Elle n'est pas basée sur des articles sur internet, des magazines, des blogs, la télé, la radio ;
ni sur l'opinion personnelle de tel curé, religieux, évêque voire cardinal ;
ni même sur des révélations privées ou des apparitions, ni sur les voyants ou les mystiques,
qu'ils soient reconnus ou non par l'Église.
Elle n'est basée ni sur ce blog, ni sur mon avis, ni sur celui d'aucune personne privée.
Si on veut être guidé par les enseignements du Christ, le seul et unique chemin sûr,
c'est celui des Saintes Écritures,
telles que les saints les ont comprises, vécues et transmises au cours des siècles,
et que le Magistère nous dit qu'il est juste et correct de les vivre aujourd'hui.
Tout ce qui vient d'ailleurs peut être juste, comme ça peut aussi être faux,
et se laisser guider par des opinions personnelles,
c'est prendre le risque de marcher dans la mauvaise direction
sans même en avoir conscience et avec une bonne foi
qui ne change rien au fait qu'on n'est pas nécessairement dans la vérité.
samedi 23 octobre 2021
vendredi 22 octobre 2021
On entend souvent dire que les mots sont pires que des armes,
et qu'ils peuvent faire plus de dégâts qu'elles.
C'est sans doute vrai.
Le mensonge délibéré, qu'on appelle aujourd'hui post-vérité (incroyable mais vrai),
est responsable de millions de morts.
Par contre, pour les mots destinés à nous sauver du péché et de la mort,
j'ai souvent l'impression qu'ils tombent dans l'oreille d'un sourd,
et qu'il est bien rare qu'ils se concrétisent dans un effet visible.
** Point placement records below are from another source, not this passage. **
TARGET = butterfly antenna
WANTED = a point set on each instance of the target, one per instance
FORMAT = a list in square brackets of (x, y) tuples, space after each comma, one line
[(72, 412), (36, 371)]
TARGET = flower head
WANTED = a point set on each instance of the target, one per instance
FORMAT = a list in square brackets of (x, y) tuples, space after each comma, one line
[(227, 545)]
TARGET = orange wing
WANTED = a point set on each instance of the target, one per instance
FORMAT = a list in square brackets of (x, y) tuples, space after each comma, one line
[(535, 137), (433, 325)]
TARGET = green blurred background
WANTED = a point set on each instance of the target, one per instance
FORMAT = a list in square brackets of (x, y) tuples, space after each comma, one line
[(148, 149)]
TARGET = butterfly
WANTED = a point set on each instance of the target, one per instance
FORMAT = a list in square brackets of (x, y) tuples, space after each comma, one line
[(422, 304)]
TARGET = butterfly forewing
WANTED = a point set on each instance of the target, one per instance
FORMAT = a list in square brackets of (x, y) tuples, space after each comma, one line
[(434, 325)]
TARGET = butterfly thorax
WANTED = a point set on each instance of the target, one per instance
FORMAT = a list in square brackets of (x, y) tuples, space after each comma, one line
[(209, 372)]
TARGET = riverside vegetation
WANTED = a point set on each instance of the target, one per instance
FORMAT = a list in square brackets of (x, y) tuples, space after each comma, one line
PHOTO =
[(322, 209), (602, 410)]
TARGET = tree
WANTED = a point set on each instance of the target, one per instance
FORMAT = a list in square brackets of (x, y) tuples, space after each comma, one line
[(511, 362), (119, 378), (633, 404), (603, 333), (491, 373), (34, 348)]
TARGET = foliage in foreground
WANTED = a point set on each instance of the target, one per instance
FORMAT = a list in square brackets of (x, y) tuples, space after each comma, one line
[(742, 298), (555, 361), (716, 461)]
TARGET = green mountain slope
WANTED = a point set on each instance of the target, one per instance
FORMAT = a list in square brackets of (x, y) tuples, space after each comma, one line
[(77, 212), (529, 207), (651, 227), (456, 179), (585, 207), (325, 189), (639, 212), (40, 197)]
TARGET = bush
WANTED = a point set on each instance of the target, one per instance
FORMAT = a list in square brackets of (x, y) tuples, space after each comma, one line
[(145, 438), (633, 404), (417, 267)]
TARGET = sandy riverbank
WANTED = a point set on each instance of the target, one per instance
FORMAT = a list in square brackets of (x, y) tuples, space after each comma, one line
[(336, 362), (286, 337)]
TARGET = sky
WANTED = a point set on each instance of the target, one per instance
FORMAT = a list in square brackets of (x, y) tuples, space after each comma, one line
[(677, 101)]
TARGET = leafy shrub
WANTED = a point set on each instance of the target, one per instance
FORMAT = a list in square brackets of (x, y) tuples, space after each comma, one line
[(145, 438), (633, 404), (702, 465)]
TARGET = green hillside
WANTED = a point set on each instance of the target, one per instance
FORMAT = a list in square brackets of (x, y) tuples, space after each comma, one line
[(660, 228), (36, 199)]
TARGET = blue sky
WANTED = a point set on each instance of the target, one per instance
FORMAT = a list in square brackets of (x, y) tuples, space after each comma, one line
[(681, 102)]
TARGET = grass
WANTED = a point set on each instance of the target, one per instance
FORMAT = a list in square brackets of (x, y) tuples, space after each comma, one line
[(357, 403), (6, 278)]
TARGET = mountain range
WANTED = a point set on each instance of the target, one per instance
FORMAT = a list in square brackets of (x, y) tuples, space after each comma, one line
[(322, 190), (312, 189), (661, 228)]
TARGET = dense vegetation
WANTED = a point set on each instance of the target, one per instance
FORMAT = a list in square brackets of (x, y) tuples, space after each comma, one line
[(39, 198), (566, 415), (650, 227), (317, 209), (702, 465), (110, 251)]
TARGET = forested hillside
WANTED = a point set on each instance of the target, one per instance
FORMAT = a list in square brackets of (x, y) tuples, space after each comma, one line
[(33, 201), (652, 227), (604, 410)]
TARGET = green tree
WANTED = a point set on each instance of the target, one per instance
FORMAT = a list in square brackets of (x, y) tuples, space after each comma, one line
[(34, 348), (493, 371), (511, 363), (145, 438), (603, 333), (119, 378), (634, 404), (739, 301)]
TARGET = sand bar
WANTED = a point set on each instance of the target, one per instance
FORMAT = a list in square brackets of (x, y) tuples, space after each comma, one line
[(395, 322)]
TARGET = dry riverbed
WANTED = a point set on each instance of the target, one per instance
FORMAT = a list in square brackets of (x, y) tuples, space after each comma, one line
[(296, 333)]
Ils révèlent cependant le fond des coeurs, quelle que soit la réaction provoquée :
sommes-nous décidés à choisir Dieu comme notre roi et notre sauveur,
ou préfère-t-on n'en faire qu'à notre tête sans nous préoccuper de lui dans notre vie ?
jeudi 21 octobre 2021
mercredi 20 octobre 2021
On n'en a jamais fait "assez", en amour.
Parce que ce que l'on a fait hier, c'était bien, peut-être, mais pour hier.
Aujourd'hui, il faut recommencer à zéro.
Mais ce n'est pas une tâche désespérante à la Sisyphe, au contraire,
parce que celui qui aime bénéficie de ses bonnes actions,
par la paix, la joie et la satisfaction qu'elles lui apportent,
et quand on aime chaque jour, ça donne à chaque journée une valeur irremplaçable.
mardi 19 octobre 2021
lundi 18 octobre 2021
Autant un prêtre prêt à transiger sur tout peut vite poser des problèmes,
en particulier au niveau doctrinal et de fidélité à l'enseignement du Christ et de l'Église,
autant un prêtre qui n'admet de transiger sur rien en pose aussi,
en particulier au niveau de la miséricorde et de l'accueil de ceux qui sont loin de l'Église.
Pour la doctrine, sois un roc inébranlable.
Mais pour la charité, sois de la pâte à modeler, et tu agiras bien.